Mit dem neuen "Infor Dialog Manager" stellt das Programm ein Design-Tool fuer die Anpassung der Oberflaeche an betriebliche Belange zur Verfuegung, wobei sich Aenderungen in der Eingabemaske automatisch auf das gesamte System uebertragen lassen. So koennen beispielsweise die standardmaessig vorgegeben Button-Bezeichnungen mit firmengebraeuchlichen Namen ueberschrieben werden.

Die Integration anderer Windows-Anwendungen erfolgt ueber OLE 2.0, dabei wird Winword von VPPS als Text-Editor verwendet. Die Objektorientierung von Release 5.0 reicht allerdings noch nicht fuer Drag-and-drop-Funktionen, dies seien Features der Nachfolgeversion, heisst es bei Infor.

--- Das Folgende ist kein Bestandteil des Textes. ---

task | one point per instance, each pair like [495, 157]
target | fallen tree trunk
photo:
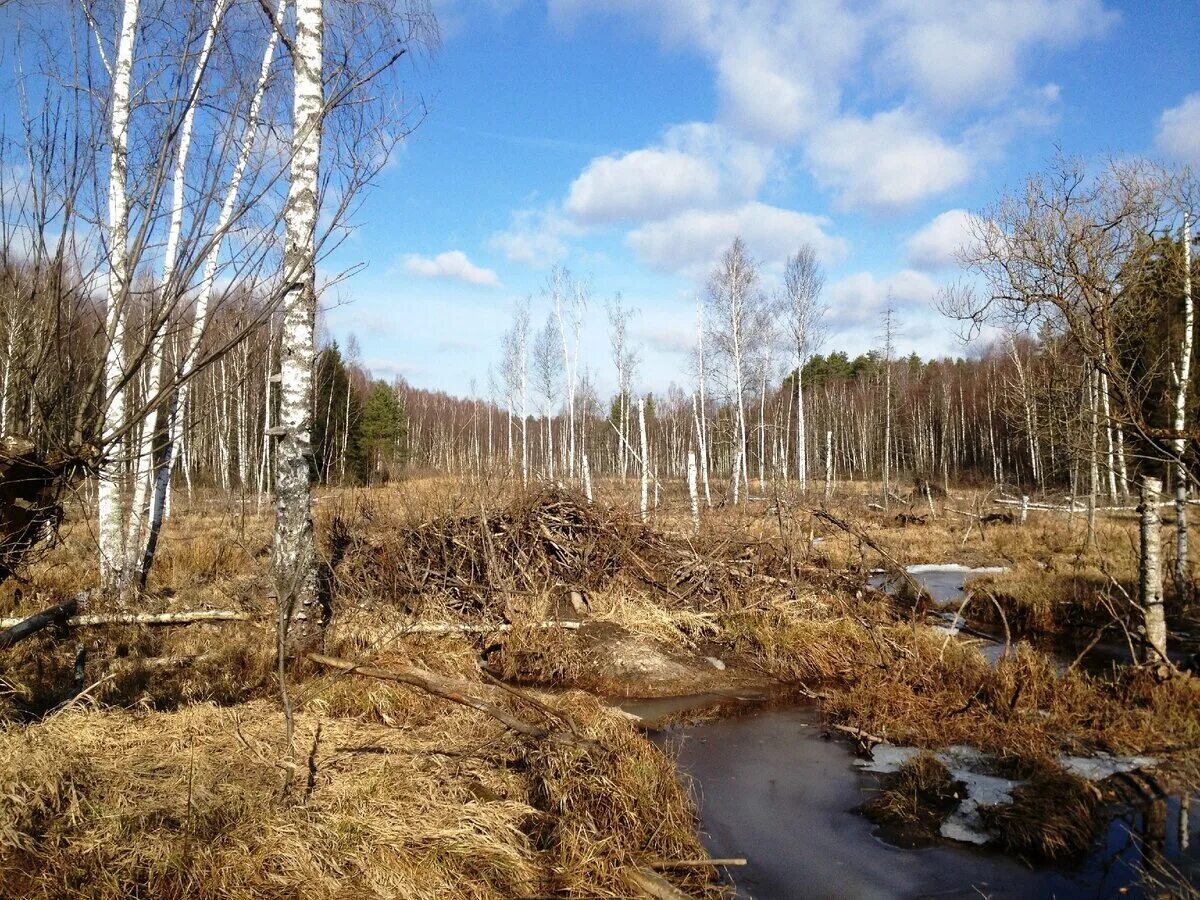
[118, 618]
[653, 885]
[456, 691]
[19, 629]
[449, 628]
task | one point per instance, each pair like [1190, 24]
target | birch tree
[803, 312]
[1182, 373]
[293, 561]
[736, 319]
[111, 498]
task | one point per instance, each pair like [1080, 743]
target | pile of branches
[31, 489]
[544, 539]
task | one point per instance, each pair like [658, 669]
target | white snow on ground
[970, 766]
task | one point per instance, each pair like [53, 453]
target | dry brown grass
[166, 781]
[916, 798]
[1055, 816]
[112, 804]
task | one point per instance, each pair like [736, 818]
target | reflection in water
[772, 789]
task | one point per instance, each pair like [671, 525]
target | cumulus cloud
[695, 165]
[1179, 130]
[787, 73]
[939, 243]
[453, 264]
[886, 162]
[645, 184]
[955, 54]
[858, 300]
[534, 238]
[690, 241]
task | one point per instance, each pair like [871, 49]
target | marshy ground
[156, 761]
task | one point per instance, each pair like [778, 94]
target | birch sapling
[693, 491]
[1182, 382]
[177, 408]
[646, 459]
[144, 459]
[1151, 568]
[803, 281]
[828, 465]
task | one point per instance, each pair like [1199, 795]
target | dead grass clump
[610, 810]
[125, 666]
[115, 804]
[799, 648]
[187, 804]
[1054, 817]
[539, 539]
[916, 798]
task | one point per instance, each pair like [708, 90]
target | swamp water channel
[774, 789]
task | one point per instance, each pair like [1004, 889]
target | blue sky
[631, 139]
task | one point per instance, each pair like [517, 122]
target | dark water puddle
[946, 586]
[772, 789]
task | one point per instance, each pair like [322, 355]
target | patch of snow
[887, 759]
[1102, 766]
[949, 568]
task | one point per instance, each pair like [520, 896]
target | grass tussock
[106, 804]
[916, 798]
[1054, 817]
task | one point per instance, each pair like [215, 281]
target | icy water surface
[773, 790]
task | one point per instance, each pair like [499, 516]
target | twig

Die vollstaendige Umstellung von VPPS auf Windows erforderte eine Erweiterung der bisher verwendeten Programm-Ablaufsteuerung. Der Hersteller hat

dazu in Anlehnung an 4GL und auf Basis der Ablaufbeschreibungen "Ljapunows" (ein russischer Mathematiker) unter der Bezeichnung "lj4" eine eigene Sprache entwickelt.

Im lj4-Teil werden die fuer eine PPS-Funktion benoetigten Basismodule aufgerufen und in ihrer Reihenfolge einschliesslich Verzweigungen definiert. Die Systembasis wie Repository und Sprachinterpreter ist nun komplett in C++ geschrieben, die meisten, noch in C vorhandenen Applikationsmodule werden in Kuerze ebenfalls auf den objektorientierten Code umgestellt.

Infolge der Auslegung auf Client-Server-Strukturen und der SQL- Anbindung laesst sich VPPS nicht mehr nur in reinen PC-Netzen unter Netware betreiben. Die auf dem Client installierten PPS-Funktionen kommunizieren mit einer SQL-Datenbank, indem ODBC-konforme Abfragen zum Server geschickt und dort von einem vorgeschalteten "Infor-Tabellen-Server" in den SQL-Dialekt der jeweiligen Datenbank konvertiert werden. Der Tabellen-Server unterstuetzt zunaechst Netware SQL (Btrieve), Gupta (unter Windows NT), Oracle und Informix, weitere SQL-Datenbanken lassen sich laut Infor in kurzer Zeit anbinden, da die Anpassung jeweils nur am Tabellen-Server erfolgen muss.

Mit der in VPPS 5.0 realisierten Entkopplung von Anwenderfunktionen und Datenbankaufgaben will sich der Hersteller die Tuer zum Upsizing-Markt mit skalierbaren Servern oeffnen. Das neue Release, das zur Zeit bei Pilotkunden getestet wird, soll auf der CeBIT (Halle 20, Stand C33) praesentiert und gegen Mitte des Jahres zur Marktreife gebracht werden.